Carriann presented the case of a young woman with HIV (CD4 250 off ARVs) and prior syphilis s/p treatment five years ago who presented with constitutional symptoms and diffuse rash involving the palms and soles, found to have RPR 1:256 consistent with secondary syphilis!
Clinical Pearls
- Lues maligna or malignant syphilis is a rare manifestation of secondary syphilis in immunocompromised individuals and presents as an ulceronodular rash.
- Syphilitic hepatitis is seen in ~10% of patients with secondary syphilis and presents as predominantly elevated alkaline phosphatase with normal or mildly elevated transaminases.
- Neurosyphilis can occur at any point after infection with syphilis!
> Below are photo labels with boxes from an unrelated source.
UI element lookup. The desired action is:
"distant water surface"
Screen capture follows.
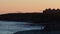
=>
[0,21,44,34]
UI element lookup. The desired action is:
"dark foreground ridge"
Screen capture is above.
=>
[13,30,60,34]
[0,9,60,31]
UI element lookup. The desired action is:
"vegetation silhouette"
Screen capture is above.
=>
[0,8,60,31]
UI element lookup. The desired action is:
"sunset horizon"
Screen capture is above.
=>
[0,0,60,14]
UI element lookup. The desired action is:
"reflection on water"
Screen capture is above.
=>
[0,21,44,34]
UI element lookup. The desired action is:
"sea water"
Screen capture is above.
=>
[0,21,44,34]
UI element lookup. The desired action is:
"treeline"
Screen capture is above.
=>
[0,13,60,23]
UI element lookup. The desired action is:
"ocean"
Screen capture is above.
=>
[0,21,44,34]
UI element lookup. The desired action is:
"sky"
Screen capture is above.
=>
[0,0,60,14]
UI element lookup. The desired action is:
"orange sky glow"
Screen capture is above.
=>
[0,0,60,13]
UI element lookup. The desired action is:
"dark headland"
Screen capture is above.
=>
[0,8,60,31]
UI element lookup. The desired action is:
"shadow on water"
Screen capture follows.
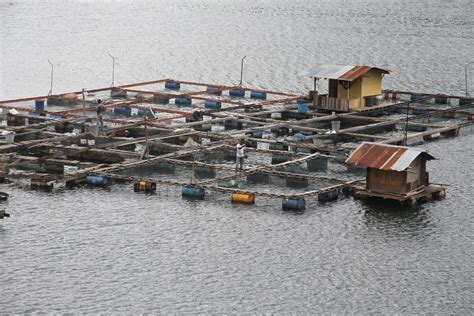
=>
[362,201,434,236]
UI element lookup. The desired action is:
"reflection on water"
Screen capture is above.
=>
[0,0,474,315]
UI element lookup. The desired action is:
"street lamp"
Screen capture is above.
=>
[239,56,247,86]
[48,58,54,95]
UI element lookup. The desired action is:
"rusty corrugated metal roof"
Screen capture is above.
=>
[346,142,435,171]
[301,64,389,81]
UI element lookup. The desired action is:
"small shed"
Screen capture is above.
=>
[302,64,389,112]
[346,142,435,196]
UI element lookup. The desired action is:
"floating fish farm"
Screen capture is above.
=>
[0,79,474,211]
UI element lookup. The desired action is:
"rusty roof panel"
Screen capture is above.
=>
[346,142,434,171]
[301,64,389,81]
[339,66,372,81]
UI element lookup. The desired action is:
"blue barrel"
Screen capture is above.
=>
[137,109,153,117]
[229,89,245,98]
[86,176,107,185]
[206,86,222,95]
[181,185,205,200]
[251,131,263,138]
[250,91,267,100]
[281,199,306,211]
[411,108,428,115]
[298,103,308,113]
[410,93,423,101]
[204,101,222,110]
[165,81,181,90]
[114,106,132,116]
[174,98,192,105]
[35,99,44,111]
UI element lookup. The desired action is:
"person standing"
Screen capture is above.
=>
[97,99,105,129]
[235,138,245,171]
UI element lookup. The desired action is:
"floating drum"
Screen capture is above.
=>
[270,127,290,136]
[133,180,156,193]
[165,81,181,90]
[318,190,339,202]
[229,89,245,98]
[250,131,263,138]
[365,97,376,107]
[272,154,288,165]
[411,108,428,115]
[137,109,153,117]
[153,161,176,174]
[281,199,306,211]
[231,193,255,204]
[270,112,281,120]
[219,179,239,188]
[194,166,216,178]
[435,95,448,104]
[250,91,267,100]
[331,121,341,133]
[35,99,44,111]
[86,176,108,186]
[110,88,127,98]
[247,173,270,183]
[306,158,328,172]
[444,111,459,118]
[174,98,192,105]
[153,94,170,104]
[194,123,212,132]
[298,103,308,113]
[7,113,26,126]
[114,106,132,116]
[410,93,423,101]
[286,177,309,189]
[206,86,222,95]
[204,101,222,110]
[181,185,205,200]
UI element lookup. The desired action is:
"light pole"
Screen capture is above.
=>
[239,55,247,86]
[464,61,474,98]
[109,53,115,87]
[48,58,54,95]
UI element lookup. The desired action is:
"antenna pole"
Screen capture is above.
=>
[109,53,115,87]
[239,56,247,86]
[48,58,54,95]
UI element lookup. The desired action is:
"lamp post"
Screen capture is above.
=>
[464,61,474,98]
[48,58,54,95]
[109,53,115,87]
[239,55,247,86]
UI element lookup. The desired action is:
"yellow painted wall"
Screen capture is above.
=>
[337,79,362,100]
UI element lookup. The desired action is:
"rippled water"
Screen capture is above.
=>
[0,0,474,314]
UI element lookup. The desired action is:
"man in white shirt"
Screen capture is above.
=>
[235,138,245,171]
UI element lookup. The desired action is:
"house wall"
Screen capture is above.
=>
[361,69,382,97]
[366,156,426,194]
[330,78,362,100]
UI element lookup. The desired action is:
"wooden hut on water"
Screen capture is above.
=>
[346,142,444,202]
[302,64,389,112]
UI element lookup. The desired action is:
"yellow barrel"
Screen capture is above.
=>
[231,193,255,204]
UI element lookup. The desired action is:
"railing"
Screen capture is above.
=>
[316,95,349,112]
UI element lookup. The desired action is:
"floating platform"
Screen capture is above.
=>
[0,79,474,211]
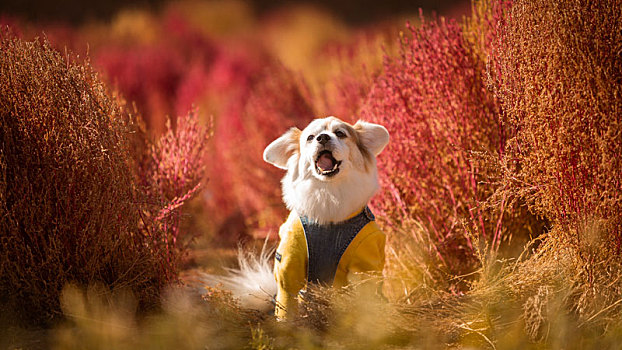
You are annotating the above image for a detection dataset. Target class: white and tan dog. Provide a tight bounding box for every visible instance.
[204,117,389,318]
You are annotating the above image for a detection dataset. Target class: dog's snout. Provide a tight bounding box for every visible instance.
[316,134,330,145]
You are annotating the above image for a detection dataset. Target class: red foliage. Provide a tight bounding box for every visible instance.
[209,64,314,235]
[363,13,506,274]
[490,1,622,255]
[92,14,218,133]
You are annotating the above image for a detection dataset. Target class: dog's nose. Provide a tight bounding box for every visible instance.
[316,134,330,145]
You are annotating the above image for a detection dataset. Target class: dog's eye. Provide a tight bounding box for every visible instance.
[335,130,348,139]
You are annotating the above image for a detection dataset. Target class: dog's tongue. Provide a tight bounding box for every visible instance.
[317,153,335,171]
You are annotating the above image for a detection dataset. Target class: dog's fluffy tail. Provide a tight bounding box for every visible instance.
[201,241,277,312]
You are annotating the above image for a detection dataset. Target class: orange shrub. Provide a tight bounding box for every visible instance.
[490,0,622,253]
[363,11,535,288]
[0,32,210,323]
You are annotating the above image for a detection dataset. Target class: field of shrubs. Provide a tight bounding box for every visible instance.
[0,0,622,349]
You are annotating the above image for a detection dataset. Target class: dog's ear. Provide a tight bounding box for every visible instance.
[263,128,301,169]
[354,120,389,156]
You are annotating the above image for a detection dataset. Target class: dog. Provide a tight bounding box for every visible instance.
[202,116,389,320]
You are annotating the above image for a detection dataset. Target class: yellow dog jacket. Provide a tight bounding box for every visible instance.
[274,207,386,318]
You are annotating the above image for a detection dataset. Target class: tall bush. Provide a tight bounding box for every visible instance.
[363,11,544,290]
[0,32,210,323]
[489,1,622,316]
[491,1,622,255]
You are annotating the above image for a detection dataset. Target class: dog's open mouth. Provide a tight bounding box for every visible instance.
[315,151,341,177]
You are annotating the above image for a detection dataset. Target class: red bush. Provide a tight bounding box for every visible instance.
[363,12,540,274]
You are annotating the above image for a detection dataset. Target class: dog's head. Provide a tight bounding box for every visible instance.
[264,117,389,222]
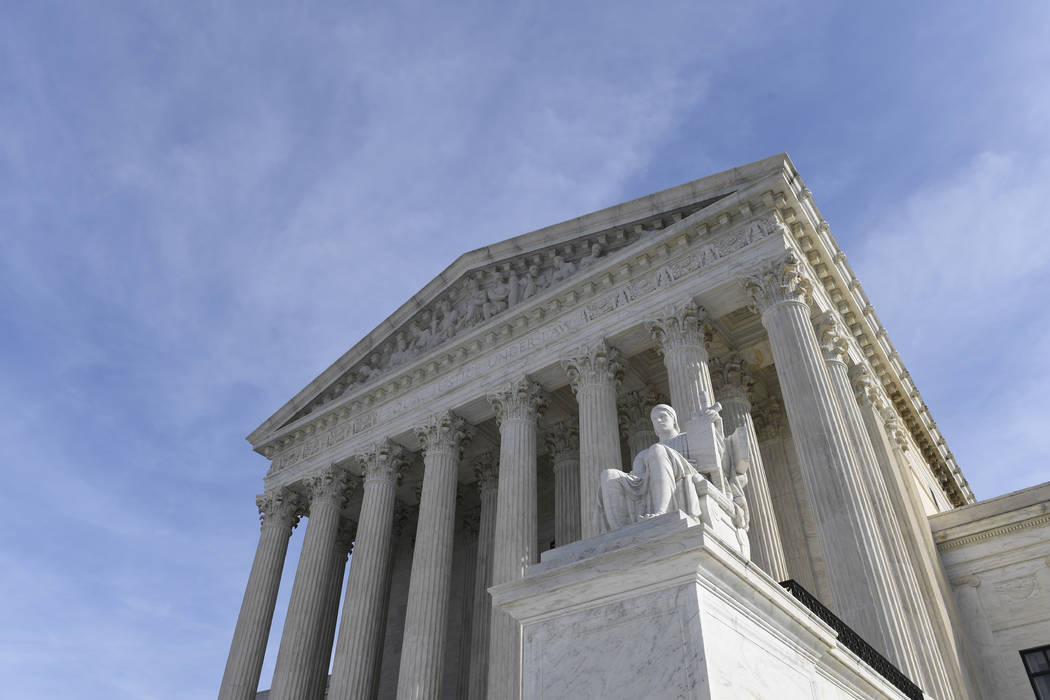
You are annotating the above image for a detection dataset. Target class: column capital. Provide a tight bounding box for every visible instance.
[709,353,755,410]
[416,410,474,455]
[488,377,550,425]
[813,311,849,364]
[646,301,708,355]
[474,450,500,492]
[882,415,908,452]
[751,397,788,442]
[303,464,355,508]
[616,390,668,431]
[849,363,889,413]
[741,251,813,314]
[358,440,408,484]
[543,421,580,461]
[562,338,624,394]
[255,488,306,532]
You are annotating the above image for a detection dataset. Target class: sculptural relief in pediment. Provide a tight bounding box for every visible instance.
[289,213,684,423]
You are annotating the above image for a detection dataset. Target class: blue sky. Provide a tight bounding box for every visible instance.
[0,0,1050,700]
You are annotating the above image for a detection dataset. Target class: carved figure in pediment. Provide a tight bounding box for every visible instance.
[413,314,434,353]
[456,277,488,331]
[484,273,510,319]
[434,299,460,344]
[391,332,412,366]
[518,264,547,301]
[580,243,605,270]
[550,255,576,284]
[357,354,381,384]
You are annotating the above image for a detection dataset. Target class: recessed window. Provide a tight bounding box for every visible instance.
[1021,646,1050,700]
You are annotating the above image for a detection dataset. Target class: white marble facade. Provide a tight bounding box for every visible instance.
[219,154,1033,700]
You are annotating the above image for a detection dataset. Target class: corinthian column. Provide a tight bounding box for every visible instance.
[844,361,966,698]
[544,421,580,547]
[617,391,664,460]
[218,490,302,700]
[712,355,789,581]
[270,467,349,700]
[307,521,357,700]
[397,411,473,700]
[743,252,907,662]
[467,452,499,700]
[487,377,550,700]
[562,340,624,539]
[815,319,932,697]
[752,398,837,610]
[647,301,714,425]
[329,440,404,698]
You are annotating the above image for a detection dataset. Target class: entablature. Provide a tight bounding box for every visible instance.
[258,189,788,491]
[765,174,975,507]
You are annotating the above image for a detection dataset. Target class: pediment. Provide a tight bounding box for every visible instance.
[248,154,790,445]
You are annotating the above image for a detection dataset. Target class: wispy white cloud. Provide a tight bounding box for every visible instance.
[857,152,1050,497]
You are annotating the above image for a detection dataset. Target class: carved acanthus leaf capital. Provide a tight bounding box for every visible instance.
[305,464,356,508]
[741,251,813,314]
[543,421,580,463]
[488,377,550,425]
[646,301,708,355]
[708,353,755,409]
[360,440,410,483]
[474,450,500,492]
[255,489,306,532]
[849,363,889,413]
[813,311,849,363]
[562,338,625,393]
[751,397,788,442]
[416,410,474,455]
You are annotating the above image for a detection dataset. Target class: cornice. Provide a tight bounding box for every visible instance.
[256,183,786,474]
[248,153,794,451]
[763,174,975,507]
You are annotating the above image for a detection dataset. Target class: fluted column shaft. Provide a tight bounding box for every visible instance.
[307,522,355,700]
[545,421,580,547]
[270,469,347,700]
[744,254,908,662]
[397,411,468,700]
[563,340,624,539]
[820,325,923,697]
[844,361,966,698]
[487,378,546,700]
[554,452,580,547]
[467,458,499,700]
[218,491,302,700]
[329,441,403,700]
[646,302,714,419]
[718,384,789,581]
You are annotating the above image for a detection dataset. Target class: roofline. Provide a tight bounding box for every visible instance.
[247,152,798,445]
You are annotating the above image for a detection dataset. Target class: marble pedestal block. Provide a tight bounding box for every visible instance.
[490,512,904,700]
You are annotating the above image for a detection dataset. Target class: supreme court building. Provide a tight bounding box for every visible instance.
[219,154,1050,700]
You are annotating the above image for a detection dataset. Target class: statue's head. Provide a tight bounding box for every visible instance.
[649,403,681,440]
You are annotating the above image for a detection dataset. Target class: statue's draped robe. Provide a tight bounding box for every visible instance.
[597,433,701,532]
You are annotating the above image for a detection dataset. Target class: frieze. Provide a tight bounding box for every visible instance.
[271,210,782,473]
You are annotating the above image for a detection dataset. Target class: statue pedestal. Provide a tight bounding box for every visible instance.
[489,512,904,700]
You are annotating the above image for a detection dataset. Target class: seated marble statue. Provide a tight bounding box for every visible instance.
[597,404,704,532]
[595,397,751,533]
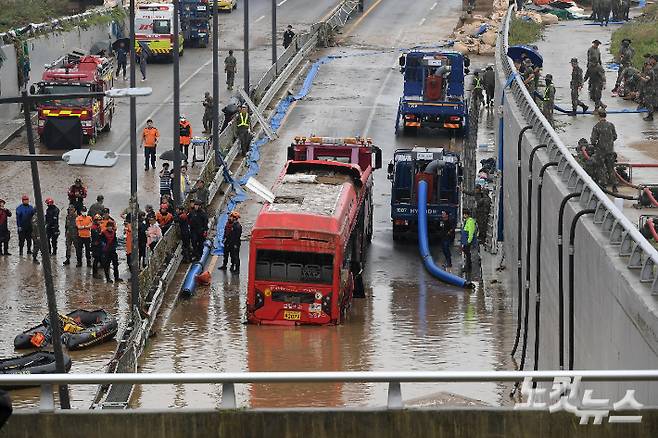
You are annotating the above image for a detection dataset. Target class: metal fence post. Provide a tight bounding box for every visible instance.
[220,382,238,409]
[386,382,402,409]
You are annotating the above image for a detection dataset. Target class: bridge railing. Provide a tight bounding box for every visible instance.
[496,5,658,294]
[5,369,658,412]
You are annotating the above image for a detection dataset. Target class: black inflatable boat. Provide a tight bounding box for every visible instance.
[0,351,71,374]
[0,351,71,390]
[14,309,119,350]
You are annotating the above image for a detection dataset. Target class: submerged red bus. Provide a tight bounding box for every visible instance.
[247,137,381,325]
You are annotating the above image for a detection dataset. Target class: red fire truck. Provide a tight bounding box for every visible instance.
[31,52,114,148]
[247,136,381,325]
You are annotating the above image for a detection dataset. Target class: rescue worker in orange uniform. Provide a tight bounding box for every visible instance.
[178,116,192,159]
[139,119,160,170]
[75,207,93,268]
- Treatment success is defined as a four-fold drop in nontreponemal titers (ie RPR).
Diagnosis:
Keep in mind the following principles:
- Treponemal tests remain positive long-term
- Non-treponemal tests can become negative after treatment. They are useful for treatment monitoring because they can be quantitative
- Both tests can be falsely negative early in disease course so repeat tests if clinical suspicion remains
- Screening algorithm
Treatment monitoring:
- Jarisch-Herxheimer reaction is a self-limited condition that can occur in ~10-35% of patients within 24 hours of treatment with antibiotics.
- A four-fold decline in titers (2 dilutions) is considered treatment success.
- Monitor titers q 6-12 months post treatment. Increasing titer is concerning for treatment failure, neurosyphilis, or reinfection!